Avant, quand l’ONDR (Office National de Développement Rural) gérait, c’était le FED (Fonds Européen de Développement) et le FAC (Fonds d’Aide et de Coopération, France) qui finançaient et en ce temps-là, les gens pouvaient avoir des crédits pour l’achat de boeufs, de charrues, de charrettes et ainsi de suite. Il y a des paysans qui avaient 3, 4 paires de boeufs, mais avec les événements politiques et les troubles, les gens ont été dépossédés de tous leurs biens. Cela marchait bien, les gens étaient en train d’avancer. Maintenant, la BM est venue dire : "Non, dans mon projet pas d’accompagnement, nous on paie juste la vulgarisation et les gens vont se débrouiller pour se procurer le reste". Apprendre à quelqu’un à être maçon sans lui donner la truelle ni des moules pour faire des briques, ce n’est pas bien ! Et pourtant le programme s’appelle PSAP (Programme de Services d’Appui à la Production) !

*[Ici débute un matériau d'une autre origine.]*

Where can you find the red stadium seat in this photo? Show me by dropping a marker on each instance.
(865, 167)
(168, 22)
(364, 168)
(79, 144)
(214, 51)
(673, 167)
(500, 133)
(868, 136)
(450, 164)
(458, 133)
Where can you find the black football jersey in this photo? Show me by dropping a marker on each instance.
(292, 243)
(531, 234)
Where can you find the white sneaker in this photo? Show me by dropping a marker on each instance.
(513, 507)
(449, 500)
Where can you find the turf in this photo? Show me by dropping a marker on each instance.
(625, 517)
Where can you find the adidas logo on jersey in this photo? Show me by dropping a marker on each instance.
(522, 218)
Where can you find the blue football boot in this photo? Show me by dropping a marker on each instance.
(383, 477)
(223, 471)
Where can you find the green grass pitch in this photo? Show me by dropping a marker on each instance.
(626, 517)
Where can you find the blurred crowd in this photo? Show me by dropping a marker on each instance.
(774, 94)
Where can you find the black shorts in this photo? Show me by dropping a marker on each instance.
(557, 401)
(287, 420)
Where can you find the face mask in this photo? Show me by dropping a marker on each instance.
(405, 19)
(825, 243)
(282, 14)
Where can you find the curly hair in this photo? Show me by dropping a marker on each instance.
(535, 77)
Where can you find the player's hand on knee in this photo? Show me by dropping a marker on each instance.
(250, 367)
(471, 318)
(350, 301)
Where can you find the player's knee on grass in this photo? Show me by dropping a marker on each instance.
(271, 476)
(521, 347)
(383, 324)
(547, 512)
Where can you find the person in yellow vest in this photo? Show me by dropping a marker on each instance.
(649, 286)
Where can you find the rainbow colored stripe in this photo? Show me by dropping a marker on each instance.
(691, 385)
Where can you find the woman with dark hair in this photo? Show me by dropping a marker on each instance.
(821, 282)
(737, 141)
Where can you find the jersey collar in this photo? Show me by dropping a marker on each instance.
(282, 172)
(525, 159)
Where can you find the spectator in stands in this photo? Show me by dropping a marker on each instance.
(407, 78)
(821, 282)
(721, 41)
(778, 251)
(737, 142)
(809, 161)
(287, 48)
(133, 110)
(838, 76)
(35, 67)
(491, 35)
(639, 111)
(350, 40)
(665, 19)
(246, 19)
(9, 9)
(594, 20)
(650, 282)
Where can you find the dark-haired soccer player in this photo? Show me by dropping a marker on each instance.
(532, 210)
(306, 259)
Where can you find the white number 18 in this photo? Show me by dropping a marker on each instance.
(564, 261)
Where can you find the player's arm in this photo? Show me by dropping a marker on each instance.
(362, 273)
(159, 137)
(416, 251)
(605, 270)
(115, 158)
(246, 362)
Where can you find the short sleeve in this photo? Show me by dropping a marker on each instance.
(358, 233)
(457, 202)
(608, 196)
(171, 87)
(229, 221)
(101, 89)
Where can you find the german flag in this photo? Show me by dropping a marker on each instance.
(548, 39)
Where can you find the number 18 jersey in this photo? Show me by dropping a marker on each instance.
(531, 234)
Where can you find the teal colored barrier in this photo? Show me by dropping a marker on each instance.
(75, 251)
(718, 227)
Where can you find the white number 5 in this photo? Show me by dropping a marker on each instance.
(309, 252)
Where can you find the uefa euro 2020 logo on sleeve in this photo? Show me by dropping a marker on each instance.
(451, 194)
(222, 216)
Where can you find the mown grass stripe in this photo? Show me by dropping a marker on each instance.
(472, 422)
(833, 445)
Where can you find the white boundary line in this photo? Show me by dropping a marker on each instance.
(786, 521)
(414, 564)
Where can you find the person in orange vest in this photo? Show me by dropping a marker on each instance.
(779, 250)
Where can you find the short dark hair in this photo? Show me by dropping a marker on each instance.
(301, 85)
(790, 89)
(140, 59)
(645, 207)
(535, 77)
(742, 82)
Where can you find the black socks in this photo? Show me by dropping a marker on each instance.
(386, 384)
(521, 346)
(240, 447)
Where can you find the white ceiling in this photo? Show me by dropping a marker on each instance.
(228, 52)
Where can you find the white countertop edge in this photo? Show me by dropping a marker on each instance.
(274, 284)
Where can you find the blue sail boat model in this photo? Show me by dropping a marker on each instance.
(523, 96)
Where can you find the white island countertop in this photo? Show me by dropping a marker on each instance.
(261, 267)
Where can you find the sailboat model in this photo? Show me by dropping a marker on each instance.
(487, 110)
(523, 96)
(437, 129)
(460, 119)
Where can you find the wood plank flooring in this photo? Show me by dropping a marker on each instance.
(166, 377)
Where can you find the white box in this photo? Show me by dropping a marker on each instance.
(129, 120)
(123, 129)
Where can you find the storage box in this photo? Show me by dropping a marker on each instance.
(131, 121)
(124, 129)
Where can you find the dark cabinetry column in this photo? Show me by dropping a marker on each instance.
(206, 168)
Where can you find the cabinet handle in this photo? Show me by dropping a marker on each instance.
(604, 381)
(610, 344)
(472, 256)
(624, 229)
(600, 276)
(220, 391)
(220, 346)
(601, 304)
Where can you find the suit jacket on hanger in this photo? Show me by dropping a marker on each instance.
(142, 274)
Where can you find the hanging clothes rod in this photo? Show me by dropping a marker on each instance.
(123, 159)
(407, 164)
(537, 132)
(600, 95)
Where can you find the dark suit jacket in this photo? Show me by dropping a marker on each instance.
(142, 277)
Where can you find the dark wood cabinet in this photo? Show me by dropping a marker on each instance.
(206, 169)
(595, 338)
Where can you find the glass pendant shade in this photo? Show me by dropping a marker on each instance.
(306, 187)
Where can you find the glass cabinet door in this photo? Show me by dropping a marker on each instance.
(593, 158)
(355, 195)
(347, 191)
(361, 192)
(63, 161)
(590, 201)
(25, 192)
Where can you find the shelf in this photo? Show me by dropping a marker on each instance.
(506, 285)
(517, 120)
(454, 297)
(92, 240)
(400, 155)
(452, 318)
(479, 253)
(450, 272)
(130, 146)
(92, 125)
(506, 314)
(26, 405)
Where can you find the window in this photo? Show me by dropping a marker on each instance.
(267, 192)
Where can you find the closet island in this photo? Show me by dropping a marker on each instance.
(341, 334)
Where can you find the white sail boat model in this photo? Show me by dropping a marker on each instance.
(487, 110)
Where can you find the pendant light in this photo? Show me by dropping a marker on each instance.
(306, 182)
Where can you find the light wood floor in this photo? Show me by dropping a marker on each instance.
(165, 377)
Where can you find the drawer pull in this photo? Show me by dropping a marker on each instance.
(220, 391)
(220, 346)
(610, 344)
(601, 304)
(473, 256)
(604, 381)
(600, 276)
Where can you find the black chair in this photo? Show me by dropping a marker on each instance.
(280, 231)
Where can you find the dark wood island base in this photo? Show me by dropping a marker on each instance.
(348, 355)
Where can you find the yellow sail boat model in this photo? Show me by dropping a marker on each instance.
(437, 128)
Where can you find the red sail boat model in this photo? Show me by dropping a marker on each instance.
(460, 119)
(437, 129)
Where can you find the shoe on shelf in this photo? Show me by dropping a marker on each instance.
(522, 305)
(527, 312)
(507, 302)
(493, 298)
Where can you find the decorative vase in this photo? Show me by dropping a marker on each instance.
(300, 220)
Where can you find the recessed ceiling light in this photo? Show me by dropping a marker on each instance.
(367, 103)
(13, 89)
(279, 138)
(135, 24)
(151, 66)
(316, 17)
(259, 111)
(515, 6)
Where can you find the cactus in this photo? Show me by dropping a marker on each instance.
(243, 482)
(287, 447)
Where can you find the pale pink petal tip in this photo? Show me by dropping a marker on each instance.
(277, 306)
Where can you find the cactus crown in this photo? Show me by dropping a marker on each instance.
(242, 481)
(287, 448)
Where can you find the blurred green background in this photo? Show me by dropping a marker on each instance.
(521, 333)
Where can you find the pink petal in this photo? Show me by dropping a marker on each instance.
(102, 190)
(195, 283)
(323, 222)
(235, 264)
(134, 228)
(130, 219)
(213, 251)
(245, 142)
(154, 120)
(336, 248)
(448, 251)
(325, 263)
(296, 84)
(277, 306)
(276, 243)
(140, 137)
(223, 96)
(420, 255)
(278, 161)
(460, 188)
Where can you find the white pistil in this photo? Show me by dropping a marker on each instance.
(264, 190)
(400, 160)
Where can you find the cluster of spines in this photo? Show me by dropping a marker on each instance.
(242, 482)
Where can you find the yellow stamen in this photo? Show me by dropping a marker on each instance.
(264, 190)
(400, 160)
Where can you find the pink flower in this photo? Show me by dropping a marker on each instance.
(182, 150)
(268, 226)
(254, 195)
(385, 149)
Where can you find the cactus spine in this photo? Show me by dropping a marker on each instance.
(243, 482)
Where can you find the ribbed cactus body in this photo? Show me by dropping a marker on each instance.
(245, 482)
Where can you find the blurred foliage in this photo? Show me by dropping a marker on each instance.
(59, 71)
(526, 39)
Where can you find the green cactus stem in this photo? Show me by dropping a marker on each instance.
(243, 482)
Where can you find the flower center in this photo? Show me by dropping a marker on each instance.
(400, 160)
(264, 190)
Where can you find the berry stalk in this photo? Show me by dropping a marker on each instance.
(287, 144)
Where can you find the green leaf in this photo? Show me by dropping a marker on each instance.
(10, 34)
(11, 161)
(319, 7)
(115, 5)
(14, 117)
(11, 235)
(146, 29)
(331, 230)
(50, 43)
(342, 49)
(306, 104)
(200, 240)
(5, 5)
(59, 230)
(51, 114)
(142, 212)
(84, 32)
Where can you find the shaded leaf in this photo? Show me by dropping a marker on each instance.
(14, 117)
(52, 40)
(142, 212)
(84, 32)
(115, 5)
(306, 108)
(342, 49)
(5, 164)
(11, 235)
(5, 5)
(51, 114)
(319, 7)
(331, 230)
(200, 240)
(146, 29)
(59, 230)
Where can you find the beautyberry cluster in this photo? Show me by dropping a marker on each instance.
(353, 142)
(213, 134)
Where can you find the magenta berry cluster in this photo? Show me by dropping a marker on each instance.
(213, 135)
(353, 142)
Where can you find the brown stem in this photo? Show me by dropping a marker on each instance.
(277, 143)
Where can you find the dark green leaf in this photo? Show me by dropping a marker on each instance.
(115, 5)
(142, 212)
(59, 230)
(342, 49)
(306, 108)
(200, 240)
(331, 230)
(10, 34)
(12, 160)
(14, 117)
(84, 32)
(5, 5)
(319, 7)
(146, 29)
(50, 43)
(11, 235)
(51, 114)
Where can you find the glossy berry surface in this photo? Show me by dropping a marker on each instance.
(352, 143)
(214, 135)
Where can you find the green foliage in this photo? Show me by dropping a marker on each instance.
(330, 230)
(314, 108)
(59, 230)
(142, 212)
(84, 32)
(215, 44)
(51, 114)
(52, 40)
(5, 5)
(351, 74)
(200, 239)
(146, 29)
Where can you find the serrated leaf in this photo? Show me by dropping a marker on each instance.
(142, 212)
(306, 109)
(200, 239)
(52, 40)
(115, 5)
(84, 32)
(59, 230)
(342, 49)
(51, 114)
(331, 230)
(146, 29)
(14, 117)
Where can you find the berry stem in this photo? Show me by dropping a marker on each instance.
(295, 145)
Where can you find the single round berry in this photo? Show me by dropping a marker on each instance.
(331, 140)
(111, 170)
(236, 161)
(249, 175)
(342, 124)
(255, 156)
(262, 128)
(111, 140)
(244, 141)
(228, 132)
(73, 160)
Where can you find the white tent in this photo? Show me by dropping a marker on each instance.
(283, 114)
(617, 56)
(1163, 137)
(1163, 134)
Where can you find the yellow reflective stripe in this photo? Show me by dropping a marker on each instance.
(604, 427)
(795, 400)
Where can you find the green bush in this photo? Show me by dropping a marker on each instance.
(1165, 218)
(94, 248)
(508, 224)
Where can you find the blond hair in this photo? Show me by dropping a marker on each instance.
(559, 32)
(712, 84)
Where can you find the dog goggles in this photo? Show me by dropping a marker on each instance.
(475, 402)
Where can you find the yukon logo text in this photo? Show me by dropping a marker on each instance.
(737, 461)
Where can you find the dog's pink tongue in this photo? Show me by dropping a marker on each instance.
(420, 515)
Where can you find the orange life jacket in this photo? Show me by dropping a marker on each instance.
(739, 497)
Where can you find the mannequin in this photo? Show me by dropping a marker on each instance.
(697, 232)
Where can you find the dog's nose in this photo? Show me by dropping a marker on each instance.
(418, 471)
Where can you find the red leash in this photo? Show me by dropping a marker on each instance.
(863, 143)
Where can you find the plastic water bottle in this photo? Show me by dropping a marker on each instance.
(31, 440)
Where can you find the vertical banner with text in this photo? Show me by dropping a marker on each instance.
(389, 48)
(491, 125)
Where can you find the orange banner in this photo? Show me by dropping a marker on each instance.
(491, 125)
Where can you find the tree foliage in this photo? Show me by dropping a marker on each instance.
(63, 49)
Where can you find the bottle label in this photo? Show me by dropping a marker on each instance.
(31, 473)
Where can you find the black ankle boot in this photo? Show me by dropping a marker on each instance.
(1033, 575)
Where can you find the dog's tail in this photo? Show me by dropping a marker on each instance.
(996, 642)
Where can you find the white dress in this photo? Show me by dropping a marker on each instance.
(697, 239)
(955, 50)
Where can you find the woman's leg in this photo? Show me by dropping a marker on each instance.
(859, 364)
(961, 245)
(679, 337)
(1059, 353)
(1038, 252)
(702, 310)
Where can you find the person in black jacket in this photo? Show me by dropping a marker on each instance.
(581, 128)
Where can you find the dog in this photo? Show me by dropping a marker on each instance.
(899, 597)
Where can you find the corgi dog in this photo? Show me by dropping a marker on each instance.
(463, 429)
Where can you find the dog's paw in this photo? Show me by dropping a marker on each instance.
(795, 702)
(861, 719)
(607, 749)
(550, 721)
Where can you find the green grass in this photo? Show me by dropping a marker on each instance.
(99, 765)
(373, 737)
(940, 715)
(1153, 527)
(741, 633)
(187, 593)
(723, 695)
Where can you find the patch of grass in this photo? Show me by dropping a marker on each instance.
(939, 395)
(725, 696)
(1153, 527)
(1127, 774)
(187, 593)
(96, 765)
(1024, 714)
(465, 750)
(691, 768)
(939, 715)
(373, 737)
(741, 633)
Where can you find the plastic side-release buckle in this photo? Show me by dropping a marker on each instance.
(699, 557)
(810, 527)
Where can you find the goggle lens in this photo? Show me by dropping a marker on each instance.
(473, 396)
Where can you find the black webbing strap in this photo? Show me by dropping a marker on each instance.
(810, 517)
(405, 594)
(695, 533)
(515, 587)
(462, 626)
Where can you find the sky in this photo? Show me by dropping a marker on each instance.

Puisque la BM nous fait un prêt, elle n’a qu’à tout prendre en charge. Etant donné que le Tchad doit rembourser, je ne vois pas pourquoi on financerait simplement la vulgarisation et pas l’accompagnement et l’investissement dans du matériel. On n’avancera jamais si on ne fait les choses qu’à moitié."

Palavras-chave

ONG do Norte, banco mundial, dívida externa


, Chade, Moundou

Comentários

Un cadre tchadien déplore le fait que les paysans soient soumis aux visions trop étroites des bailleurs de fonds et en particulier de la Banque Mondiale. Cette dernière en disant : "nous acceptons la seule tâche de vulgarisation et nous refusons de financer par notre prêt certaines semences ou des intrants ou d’autres mesures d’accompagnement", fait comme si l’Etat tchadien avait les moyens de fournir cette part. Mais comme l’Etat est pauvre, l’appui finalement ne sera que de vulgarisation et pour le reste "les gens n’auront qu’à se débrouiller".

Notas

Ce coup de colère de Marc Mougnan, vice-président de l’ASSAILD, s’inscrit dans le contexte de crise au Tchad qui dure depuis deux décennies.

Entretien avec MOUGNAN, Marc, réalisé a Moundou (Tchad) en avril 1998.